Je salue l’effort méritoire de traiter un sujet autant d’actualité et aussi symbolique que celui-ci dont les images diffusées en boucle pendant des semaines ont allumé un peu de notre conscience de bipèdes suicidaires et occupés à scier la branche sur laquelle ils sont assis. Le traitement poétique de ce thème est proprement réalisé à mon goût et je ne rentrerai pas dans les détails de la prosodie, dans une analyse discussion sur le « comment je l’aurais écrit ce poème si j’avais été à la place de l’auteur » et encore moins dans un commentaire composé à l’atome syntaxique près. C’est compréhensible, étant donné que j’aime également traiter de sujets d’actualité ou sortant de la sphère habituelle des situations personnelles et des souvenirs de quand j’étais jeune et les cheveux aux quatre vents.

Merci du partage.

Don

   Davide   
19/2/2020
 a aimé ce texte 
Bien ↑
Bonjour Anje,

Ce poème traite des feux de forêts qui ravagent l'Australie depuis septembre 2019. Le titre "Koala" est un hommage à cet animal, première victime, aujourd'hui en voie d'extinction.

Avant tout, l'enchaînement de l'été (v2) et du printemps (v3) dans la première strophe a sérieusement gêné ma lecture, car j'ai cru y voir une confusion saisonnière, les mois de juillet et d'août étant des mois d'hiver dans l'hémisphère sud. Toutefois, j'aurais trouvé plus à propos :

"Après avoir asséché les cascades,
L'hiver s'achève à Melbourne et Sydney.
Là, le printemps sème par myriades
…"

Sinon, j'ai bien aimé l'écriture, le champ lexical guerrier/apocalyptique, les décasyllabes claudiquant, la surabondance de consonnes dures (les "t", les "r"...), en particulier à la rime ("-ade", "-ney", "-ture", "-tan", "-ique", "-ptus", "-ace", "-vit"), tout cela pour figurer habilement la violence de cette catastrophe climatique.

De plus, j'ai beaucoup aimé l'ouverture esquissée dans la dernière strophe ; quelques mots pour tenter d'embrasser l'universalité de cette extinction de masse, par-delà les frontières, d'un parent se mourant à son enfant captif à l'autre du monde :

"Le souvenir du paresseux s'efface.
Entendez-vous monter de sa carcasse
Ce poignant cri d'enfant qui lui survit ?"
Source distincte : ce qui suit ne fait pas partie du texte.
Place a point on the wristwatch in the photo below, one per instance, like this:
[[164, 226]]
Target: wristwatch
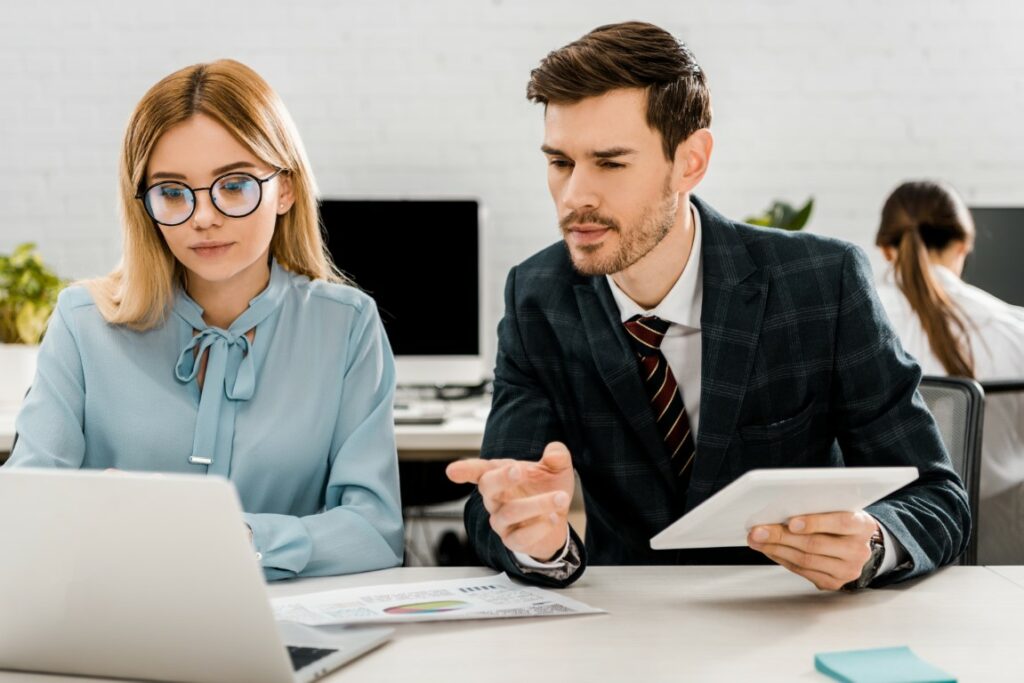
[[872, 564]]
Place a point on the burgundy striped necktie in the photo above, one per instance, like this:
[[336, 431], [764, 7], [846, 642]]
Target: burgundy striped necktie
[[666, 400]]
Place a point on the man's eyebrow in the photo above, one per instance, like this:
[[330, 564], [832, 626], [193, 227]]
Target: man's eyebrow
[[610, 153]]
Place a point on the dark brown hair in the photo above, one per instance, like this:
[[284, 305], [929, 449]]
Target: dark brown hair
[[630, 55], [920, 217]]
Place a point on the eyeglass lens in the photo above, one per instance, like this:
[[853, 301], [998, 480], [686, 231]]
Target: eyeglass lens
[[173, 203]]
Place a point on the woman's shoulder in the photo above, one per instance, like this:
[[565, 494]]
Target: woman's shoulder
[[75, 296], [332, 295]]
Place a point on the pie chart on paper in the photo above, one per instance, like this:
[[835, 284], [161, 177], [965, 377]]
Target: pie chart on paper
[[432, 607]]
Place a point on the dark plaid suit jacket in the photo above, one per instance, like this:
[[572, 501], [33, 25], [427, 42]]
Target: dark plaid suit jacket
[[800, 368]]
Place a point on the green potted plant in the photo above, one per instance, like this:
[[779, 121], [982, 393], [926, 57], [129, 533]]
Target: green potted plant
[[783, 215], [28, 293]]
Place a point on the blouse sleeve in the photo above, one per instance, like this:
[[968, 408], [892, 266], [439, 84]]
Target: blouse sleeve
[[49, 425], [360, 525]]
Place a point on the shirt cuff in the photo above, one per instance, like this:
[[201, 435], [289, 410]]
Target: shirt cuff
[[895, 555], [528, 562]]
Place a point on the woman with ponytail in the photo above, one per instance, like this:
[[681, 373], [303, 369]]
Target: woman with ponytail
[[955, 329]]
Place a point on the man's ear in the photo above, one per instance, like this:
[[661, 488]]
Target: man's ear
[[690, 162], [286, 193]]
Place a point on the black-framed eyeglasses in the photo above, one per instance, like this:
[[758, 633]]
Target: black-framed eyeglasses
[[236, 195]]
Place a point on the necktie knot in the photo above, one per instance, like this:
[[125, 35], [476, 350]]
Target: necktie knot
[[646, 333]]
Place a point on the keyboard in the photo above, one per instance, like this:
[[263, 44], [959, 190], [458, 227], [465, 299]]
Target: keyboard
[[303, 656], [419, 414]]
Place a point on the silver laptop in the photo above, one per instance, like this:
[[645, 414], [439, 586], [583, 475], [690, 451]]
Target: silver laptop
[[143, 577]]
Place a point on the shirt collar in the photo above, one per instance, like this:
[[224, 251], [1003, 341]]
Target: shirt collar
[[259, 307], [682, 304]]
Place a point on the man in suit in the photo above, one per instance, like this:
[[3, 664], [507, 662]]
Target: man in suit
[[662, 350]]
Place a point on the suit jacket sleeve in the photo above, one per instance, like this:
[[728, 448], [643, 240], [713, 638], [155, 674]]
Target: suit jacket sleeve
[[522, 421], [884, 422]]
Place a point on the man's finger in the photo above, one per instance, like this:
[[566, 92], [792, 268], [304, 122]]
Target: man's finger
[[523, 539], [520, 510], [821, 581], [471, 469], [840, 523], [765, 535], [494, 486], [556, 458], [838, 568], [840, 547]]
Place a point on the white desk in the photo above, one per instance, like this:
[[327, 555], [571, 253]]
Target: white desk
[[460, 434], [1014, 573], [698, 624]]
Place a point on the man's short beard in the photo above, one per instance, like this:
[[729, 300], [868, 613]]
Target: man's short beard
[[634, 244]]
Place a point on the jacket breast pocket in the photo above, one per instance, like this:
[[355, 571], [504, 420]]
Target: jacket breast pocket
[[784, 442]]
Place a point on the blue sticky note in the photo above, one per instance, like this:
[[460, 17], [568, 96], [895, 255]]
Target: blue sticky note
[[886, 665]]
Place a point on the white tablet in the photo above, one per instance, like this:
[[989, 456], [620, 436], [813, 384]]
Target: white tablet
[[773, 496]]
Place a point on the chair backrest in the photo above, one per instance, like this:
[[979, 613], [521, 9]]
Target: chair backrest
[[1003, 386], [958, 407]]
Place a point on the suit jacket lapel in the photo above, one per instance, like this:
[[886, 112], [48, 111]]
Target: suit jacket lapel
[[734, 294], [617, 367]]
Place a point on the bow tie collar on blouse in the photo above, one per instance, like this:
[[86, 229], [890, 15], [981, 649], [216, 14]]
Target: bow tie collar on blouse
[[230, 369]]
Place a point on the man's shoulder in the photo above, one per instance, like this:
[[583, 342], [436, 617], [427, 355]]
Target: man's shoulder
[[549, 267], [782, 250]]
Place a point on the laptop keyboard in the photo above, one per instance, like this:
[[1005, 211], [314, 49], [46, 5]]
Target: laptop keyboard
[[303, 656]]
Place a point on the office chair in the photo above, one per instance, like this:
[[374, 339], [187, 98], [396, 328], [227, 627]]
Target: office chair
[[958, 407], [1003, 386]]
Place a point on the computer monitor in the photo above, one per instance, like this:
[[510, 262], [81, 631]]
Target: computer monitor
[[994, 263], [420, 260]]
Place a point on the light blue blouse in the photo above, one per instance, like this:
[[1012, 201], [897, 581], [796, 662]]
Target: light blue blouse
[[300, 420]]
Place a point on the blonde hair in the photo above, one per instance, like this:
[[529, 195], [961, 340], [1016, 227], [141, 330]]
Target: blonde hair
[[140, 291]]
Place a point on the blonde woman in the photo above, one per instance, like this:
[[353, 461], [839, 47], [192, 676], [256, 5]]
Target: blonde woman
[[225, 342], [926, 232]]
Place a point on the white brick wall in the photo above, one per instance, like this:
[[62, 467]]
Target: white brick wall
[[399, 97]]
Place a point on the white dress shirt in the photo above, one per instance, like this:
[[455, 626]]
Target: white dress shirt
[[995, 331], [681, 346]]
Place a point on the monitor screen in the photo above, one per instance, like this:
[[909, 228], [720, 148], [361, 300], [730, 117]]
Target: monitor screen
[[419, 259], [994, 263]]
En revanche, l'inversion m'a fortement dérangé : "Ce cri poignant d'enfant qui lui survit ?" me semble bien plus naturel et bien plus joli.

Un beau poème ! Merci Anje !

   hersen   
20/2/2020
 a aimé ce texte 
Un peu
J'ai tourné le truc plusieurs fois dans ma tête. Comment dire qu'on n'est pas conquis par un poème qui, pourtant, on le sent bien, vient du coeur ?
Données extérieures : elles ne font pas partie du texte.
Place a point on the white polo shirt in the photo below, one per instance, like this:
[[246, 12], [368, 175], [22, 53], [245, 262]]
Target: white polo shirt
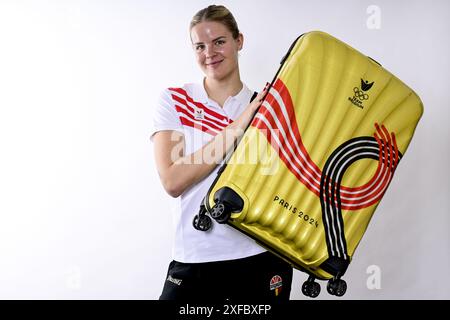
[[189, 111]]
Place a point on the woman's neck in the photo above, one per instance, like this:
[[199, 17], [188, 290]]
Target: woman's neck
[[219, 91]]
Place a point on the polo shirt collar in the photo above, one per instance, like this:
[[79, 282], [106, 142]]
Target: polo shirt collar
[[201, 95]]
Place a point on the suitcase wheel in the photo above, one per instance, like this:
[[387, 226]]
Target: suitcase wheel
[[202, 222], [310, 288], [220, 212], [337, 287]]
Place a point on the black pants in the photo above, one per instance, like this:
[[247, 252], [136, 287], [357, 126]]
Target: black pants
[[263, 277]]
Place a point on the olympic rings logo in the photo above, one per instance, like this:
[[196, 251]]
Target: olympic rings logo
[[359, 94]]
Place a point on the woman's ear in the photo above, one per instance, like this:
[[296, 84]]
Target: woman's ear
[[240, 41]]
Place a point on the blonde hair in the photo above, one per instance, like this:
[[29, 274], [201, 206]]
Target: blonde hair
[[217, 13]]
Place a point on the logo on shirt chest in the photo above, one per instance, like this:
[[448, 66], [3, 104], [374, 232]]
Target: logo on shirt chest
[[199, 114]]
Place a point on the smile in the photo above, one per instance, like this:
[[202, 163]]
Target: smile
[[213, 64]]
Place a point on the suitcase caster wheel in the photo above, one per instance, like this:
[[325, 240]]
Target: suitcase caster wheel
[[220, 213], [337, 287], [202, 222], [310, 288]]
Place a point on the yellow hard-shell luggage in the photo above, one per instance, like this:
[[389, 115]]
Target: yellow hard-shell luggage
[[317, 158]]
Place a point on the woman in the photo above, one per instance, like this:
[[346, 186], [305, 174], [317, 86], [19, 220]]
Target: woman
[[194, 128]]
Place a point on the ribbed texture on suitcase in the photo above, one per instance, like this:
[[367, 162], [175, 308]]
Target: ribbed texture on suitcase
[[321, 77]]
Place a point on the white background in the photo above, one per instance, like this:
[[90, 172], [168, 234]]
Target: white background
[[82, 211]]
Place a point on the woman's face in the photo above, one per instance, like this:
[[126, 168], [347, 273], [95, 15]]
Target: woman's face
[[215, 49]]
Je ne me retrouve pas vraiment dans la violence de ce feu. Le choix du koala me semble aller à l'encontre de la violence justement parce qu'il fait symbole, j'allais dire mascotte. Et je déplore un peu que cela fasse appel à une sensiblerie. Beaucoup d'animaux mortels pour l'homme ont été décimés, pourtant indispensables dans cet écosystème, tout autant que le koala.
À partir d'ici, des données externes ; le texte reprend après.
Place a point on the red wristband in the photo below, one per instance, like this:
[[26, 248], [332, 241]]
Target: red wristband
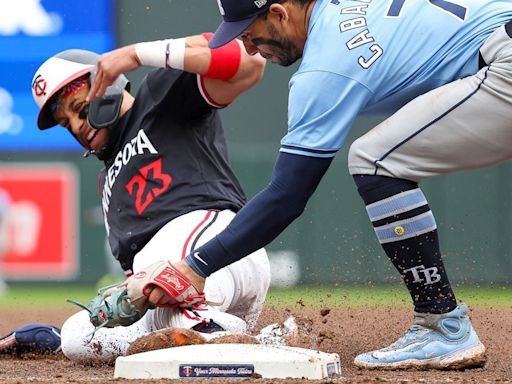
[[225, 60]]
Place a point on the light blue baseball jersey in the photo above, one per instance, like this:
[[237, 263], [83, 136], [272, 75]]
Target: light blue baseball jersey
[[374, 56]]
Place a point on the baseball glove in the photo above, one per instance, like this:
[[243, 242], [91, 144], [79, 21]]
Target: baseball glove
[[124, 304]]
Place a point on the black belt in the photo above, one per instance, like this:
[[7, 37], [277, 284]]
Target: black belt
[[481, 61]]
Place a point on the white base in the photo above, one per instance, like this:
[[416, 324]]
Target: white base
[[229, 360]]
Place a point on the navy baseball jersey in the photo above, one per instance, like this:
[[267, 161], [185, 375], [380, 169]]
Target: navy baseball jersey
[[375, 56], [170, 158]]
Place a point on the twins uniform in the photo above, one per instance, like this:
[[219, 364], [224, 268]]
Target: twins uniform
[[365, 57], [166, 189]]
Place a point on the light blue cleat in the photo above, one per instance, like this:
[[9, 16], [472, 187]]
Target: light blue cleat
[[446, 341]]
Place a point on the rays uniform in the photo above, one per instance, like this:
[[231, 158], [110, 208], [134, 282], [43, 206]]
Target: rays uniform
[[383, 54], [166, 189]]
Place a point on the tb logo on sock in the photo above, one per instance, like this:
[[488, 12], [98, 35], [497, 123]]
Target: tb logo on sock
[[430, 274]]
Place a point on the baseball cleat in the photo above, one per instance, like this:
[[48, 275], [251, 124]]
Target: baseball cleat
[[446, 341], [35, 338]]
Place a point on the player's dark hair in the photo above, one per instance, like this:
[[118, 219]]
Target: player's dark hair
[[300, 3]]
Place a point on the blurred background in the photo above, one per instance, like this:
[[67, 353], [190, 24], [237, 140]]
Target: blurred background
[[51, 227]]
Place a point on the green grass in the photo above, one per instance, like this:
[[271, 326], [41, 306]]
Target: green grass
[[37, 295]]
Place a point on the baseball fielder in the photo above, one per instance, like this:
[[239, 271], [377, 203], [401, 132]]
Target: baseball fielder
[[167, 186], [442, 70]]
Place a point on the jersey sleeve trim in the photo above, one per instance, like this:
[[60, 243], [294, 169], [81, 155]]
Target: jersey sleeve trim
[[206, 96]]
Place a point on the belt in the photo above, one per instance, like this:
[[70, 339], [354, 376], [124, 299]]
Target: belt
[[481, 61]]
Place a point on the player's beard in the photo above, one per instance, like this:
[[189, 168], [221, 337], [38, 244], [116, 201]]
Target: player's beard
[[284, 49]]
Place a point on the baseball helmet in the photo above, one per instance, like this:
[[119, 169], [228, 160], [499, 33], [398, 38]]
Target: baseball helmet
[[61, 69]]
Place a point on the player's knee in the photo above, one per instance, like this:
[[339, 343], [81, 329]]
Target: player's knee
[[359, 160]]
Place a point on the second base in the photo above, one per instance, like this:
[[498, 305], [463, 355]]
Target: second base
[[229, 360]]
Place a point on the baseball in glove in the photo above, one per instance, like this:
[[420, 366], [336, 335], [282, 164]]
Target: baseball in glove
[[124, 304]]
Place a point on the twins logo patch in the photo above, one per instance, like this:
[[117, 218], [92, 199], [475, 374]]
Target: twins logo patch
[[207, 370], [39, 86]]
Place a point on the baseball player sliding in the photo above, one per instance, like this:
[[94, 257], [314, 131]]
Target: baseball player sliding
[[442, 71], [166, 187]]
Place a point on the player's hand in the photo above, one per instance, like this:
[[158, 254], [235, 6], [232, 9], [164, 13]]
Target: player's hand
[[110, 66], [158, 298]]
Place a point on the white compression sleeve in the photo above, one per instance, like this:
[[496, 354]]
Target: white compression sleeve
[[162, 53]]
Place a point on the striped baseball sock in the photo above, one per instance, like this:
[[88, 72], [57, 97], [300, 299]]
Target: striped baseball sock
[[407, 231]]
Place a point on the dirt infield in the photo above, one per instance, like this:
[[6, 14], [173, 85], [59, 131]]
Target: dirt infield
[[344, 331]]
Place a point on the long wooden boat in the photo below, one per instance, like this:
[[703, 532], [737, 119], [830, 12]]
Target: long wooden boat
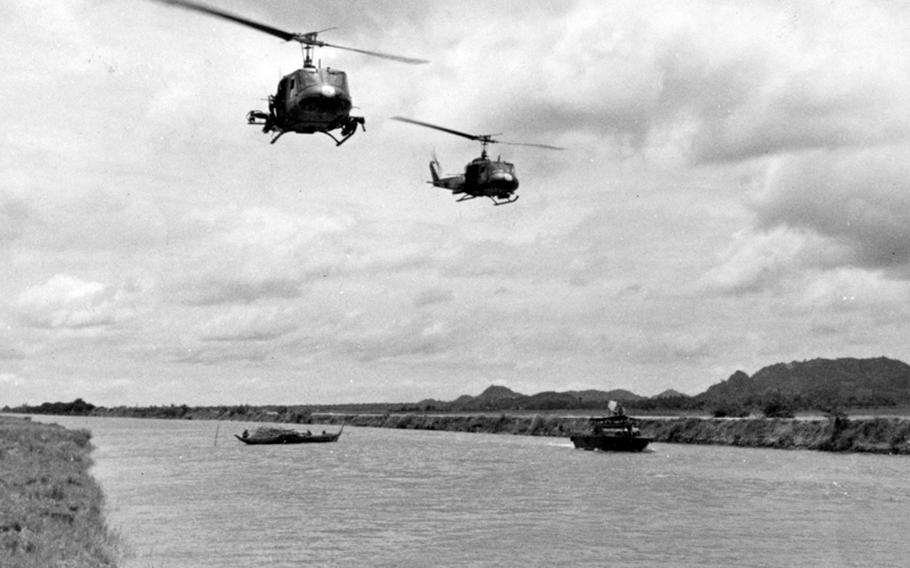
[[616, 433], [285, 436]]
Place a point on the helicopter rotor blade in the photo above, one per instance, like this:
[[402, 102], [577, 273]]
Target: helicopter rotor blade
[[285, 35], [399, 58], [304, 38], [481, 137], [547, 146], [485, 138]]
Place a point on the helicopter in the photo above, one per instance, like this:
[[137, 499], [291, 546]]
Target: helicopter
[[482, 177], [311, 99]]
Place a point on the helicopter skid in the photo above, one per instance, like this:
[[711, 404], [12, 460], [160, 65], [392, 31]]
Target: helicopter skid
[[503, 201]]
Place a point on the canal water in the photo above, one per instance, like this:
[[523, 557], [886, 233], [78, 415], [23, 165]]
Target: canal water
[[187, 494]]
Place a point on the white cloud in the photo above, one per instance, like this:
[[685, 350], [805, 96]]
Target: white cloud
[[67, 302]]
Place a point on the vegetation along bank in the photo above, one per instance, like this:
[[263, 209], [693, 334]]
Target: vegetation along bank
[[50, 507], [838, 434]]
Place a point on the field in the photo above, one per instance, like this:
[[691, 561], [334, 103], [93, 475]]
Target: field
[[50, 507]]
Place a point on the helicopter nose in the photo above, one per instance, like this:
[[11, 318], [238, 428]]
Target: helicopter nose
[[505, 179]]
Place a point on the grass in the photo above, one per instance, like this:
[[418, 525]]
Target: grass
[[50, 507]]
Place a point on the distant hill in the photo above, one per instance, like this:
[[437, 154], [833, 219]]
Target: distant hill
[[670, 393], [846, 382], [500, 398]]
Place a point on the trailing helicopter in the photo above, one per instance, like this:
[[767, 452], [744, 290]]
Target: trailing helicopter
[[311, 99], [482, 177]]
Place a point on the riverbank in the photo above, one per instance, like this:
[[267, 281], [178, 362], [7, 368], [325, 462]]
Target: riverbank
[[50, 507], [872, 435]]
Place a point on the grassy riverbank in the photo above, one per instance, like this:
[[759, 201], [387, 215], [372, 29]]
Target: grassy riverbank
[[50, 507], [874, 435]]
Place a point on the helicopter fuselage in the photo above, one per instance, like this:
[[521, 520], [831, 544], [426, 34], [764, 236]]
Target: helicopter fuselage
[[309, 100], [312, 100], [482, 177]]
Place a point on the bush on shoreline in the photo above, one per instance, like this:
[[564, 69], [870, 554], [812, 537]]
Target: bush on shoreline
[[50, 507]]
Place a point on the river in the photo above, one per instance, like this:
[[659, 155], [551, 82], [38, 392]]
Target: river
[[186, 494]]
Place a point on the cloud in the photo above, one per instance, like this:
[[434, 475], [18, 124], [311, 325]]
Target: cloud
[[859, 200], [246, 323], [67, 302]]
Je ne sais si ce que je dis est clair : il y a me semble-t-il un parti pris dans la façon de dénoncer.
Oui, bien sûr que je suis d'accord pour le koala, mais cela fige trop cet événement (qui n'est pas fini d'ailleurs, il y a encore des feux tandis que d'autres endroits souffrent maintenant d'inondation) dans gentil contre méchant.

Les Austaliens sont vent debout contre un rojet de chemin de fer gigantesque... dont le tracé suit la dévastation cendreuse.
le gouvernement a voté ce projet.

Peut-être auront-ils comme mascotte le koala ?

Pour tout cela, je reste donc pas mal en dehors du poème.

Une autre fois ?

   Anje   
21/2/2020
Pour le retour sur commentaires c'est ici, avec tous mes remerciements :

www.oniris.be/forum/des-incendies-a-canberra-aux-koalas-t27854s0.html#forumpost384132

   Lariviere   
28/2/2020
 a aimé ce texte 
Bien ↑
Bonjour,

J'ai trouvé judicieux l'idée de faire un poème sur ce (vrai) drame de l'été...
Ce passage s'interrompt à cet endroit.